LAKEPORT, Calif. – The Board of Supervisors on Tuesday held an initial discussion about joining the effort to form the state of Jefferson.
The board took no action but appeared open to a request from a Jefferson formation committee to provide more information about the movement for further discussion.
Board Chair Denise Rushing said she and Supervisor Rob Brown both received information about Jefferson from constituents and decided to bring it forward for a discussion.
In introducing the matter, Supervisor Rob Brown noted, “This has drawn a lot of interest for many years, and curiosity.”
Brown voiced his ongoing frustration with the county's state legislators. “Personally, I think the representation we've got in Sacramento is nothing short of pathetic.”
He said that in five years of lobbying for requiring sex offenders to register with an address – rather than allowing them to simply put down “transient” – he's been unable to get state legislators to respond. Brown added, however, that legislative aides will return calls and attend meetings.
Lake County hasn't had good representation in the State Legislature since Mike Thompson was in the State Senate, Brown suggested. Thompson left the State Legislature for Congress in 1999.
For Brown, the final straw came last month in the form of a letter from Upper Lake businesswoman Marilyn Pivniska, owner of Pivniska Trucking.
After 40 years in business, Pivniska said this year she will shut down the business she and her late husband, Butch, built as she cannot afford to repower, retrofit or replace equipment according to the requirements of the California Air Resources Board.
“I miss the old days when our good work and productivity really mattered,” she wrote.
Brown said Lake County is part of the Rural County Representatives of California, which lobbies on behalf of 33 of California's 58 counties. Those 33 rural counties, said Brown, only have 6 percent of the state's voting population.
“We are always last at the trough when it comes to what we really need,” he said, suggesting creating a new state might be needed to address the problem.
Rushing said she believed the county's state legislators had been responsive, but she felt the conversation was important.
“The rural issues are lost in the cacophony of what goes on in Sacramento,” she said, adding, “It’s a systemic problem that needs a constitutional solution.”
And that solution can't happen unless the counties do something dramatic, said Rushing, who wasn't sure that Jefferson is the answer. She also pointed to concerns for the county's small businesses that wouldn't be issues if rural areas really had a voice.
Supervisor Jim Comstock said the state is near and dear to him, “and what’s happening to it is appalling.”
He added, “Our voice is not heard in Sacramento,” citing issues such as water.
Supervisor Jeff Smith supported looking into the Jefferson proposal. “I'm definitely open-minded to see what we can come up with.”
AB 109, the bill that put in place correctional realignment – which has shifted more responsibility for housing prisoners to local jails – is the most recent glaring example that the state doesn't care, said Brown.
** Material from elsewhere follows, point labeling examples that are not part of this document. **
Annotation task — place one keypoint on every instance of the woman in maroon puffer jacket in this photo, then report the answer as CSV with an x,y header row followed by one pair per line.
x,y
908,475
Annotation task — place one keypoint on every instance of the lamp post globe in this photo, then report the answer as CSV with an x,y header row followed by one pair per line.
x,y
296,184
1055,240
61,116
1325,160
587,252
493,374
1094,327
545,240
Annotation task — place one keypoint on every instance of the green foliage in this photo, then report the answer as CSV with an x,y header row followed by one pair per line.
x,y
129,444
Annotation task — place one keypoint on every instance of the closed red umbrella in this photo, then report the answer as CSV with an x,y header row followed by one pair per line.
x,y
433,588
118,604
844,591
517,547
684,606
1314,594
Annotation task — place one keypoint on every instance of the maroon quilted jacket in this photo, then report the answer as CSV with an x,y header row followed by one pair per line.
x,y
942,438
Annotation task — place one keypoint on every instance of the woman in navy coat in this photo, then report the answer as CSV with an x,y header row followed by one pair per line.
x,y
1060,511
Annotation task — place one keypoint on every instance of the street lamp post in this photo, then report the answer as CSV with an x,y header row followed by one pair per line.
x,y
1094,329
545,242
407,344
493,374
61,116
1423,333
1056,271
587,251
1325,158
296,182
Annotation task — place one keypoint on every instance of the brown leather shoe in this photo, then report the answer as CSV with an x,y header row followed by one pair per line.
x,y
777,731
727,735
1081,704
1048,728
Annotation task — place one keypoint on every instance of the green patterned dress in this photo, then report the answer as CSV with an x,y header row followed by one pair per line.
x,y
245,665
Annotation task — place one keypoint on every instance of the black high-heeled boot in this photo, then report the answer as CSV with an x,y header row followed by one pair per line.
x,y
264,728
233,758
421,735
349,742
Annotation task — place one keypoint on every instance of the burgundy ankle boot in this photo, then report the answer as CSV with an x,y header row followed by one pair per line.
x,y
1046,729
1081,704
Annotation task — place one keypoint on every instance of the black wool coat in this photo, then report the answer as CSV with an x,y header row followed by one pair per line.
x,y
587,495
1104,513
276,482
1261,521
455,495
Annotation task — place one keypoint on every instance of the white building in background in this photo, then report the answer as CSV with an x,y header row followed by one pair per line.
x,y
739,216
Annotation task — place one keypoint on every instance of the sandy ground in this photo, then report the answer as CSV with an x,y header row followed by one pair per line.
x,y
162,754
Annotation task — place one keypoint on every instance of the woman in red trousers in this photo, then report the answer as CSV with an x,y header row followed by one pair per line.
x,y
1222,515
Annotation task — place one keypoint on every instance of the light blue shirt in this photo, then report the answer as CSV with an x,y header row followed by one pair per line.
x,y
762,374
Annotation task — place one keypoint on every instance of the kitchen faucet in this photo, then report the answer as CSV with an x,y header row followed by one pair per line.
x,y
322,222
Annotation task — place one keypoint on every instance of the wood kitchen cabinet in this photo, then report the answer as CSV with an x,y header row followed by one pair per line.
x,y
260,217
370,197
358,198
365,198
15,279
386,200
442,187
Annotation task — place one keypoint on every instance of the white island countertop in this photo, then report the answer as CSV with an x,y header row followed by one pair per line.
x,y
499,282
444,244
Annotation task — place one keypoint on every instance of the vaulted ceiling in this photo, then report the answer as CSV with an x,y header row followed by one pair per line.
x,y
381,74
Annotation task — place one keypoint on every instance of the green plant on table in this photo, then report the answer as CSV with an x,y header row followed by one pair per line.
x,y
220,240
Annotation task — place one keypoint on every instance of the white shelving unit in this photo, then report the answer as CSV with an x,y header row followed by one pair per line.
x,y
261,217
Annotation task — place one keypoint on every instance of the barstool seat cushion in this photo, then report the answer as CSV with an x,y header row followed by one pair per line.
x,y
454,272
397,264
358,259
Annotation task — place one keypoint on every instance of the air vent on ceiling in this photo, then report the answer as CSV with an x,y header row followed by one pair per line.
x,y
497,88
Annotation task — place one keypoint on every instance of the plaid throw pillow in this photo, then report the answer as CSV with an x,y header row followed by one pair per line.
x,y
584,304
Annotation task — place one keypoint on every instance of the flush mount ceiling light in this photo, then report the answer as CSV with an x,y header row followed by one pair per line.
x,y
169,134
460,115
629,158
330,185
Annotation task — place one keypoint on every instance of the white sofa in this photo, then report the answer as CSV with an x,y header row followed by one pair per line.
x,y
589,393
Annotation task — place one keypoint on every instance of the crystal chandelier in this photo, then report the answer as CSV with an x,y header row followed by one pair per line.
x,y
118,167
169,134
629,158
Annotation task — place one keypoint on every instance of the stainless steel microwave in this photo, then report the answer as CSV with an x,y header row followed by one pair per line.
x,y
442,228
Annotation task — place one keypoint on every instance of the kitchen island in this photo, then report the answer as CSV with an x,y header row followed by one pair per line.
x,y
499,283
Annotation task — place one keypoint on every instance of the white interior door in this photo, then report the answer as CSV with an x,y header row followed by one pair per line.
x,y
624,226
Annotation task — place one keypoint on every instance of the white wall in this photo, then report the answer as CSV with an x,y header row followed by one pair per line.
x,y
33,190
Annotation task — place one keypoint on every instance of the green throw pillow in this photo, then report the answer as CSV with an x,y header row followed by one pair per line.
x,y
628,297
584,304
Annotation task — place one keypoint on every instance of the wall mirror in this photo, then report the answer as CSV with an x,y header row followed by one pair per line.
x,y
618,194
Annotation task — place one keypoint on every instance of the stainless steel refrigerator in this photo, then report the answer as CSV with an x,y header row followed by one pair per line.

“There’s some value to looking at this,” Brown said of the Jefferson proposal.
“It isn’t going to work the way it’s written and there’s a lot of unanswered questions,” Rushing said.
Kelseyville resident Truman Bernal of the Lake County Jefferson Declaration Committee said California is ungovernable.
He said he believes Lake County would benefit from being included in Jefferson, adding that the committee wanted to send representatives to the board to answer questions and to help conduct town halls, and to present a declaration and petition to allow Lake County to withdraw from California and join Jefferson.
Lakeport businessman Randy Sutton pointed to the struggles of rural counties and a poor overall business climate that's causing businesses to leave the state.
“If we have a separation from these utterly ridiculous regulations, I think we’d have some hope,” Sutton said.
Leah Odom of Lakeport also asked the board to consider joining the Jefferson movement, citing her own issues with the state and unworkable regulations on her farm.
Rushing told Jefferson proponents that they needed to focus on freedom and representation. “Really, representation is the key,” she said.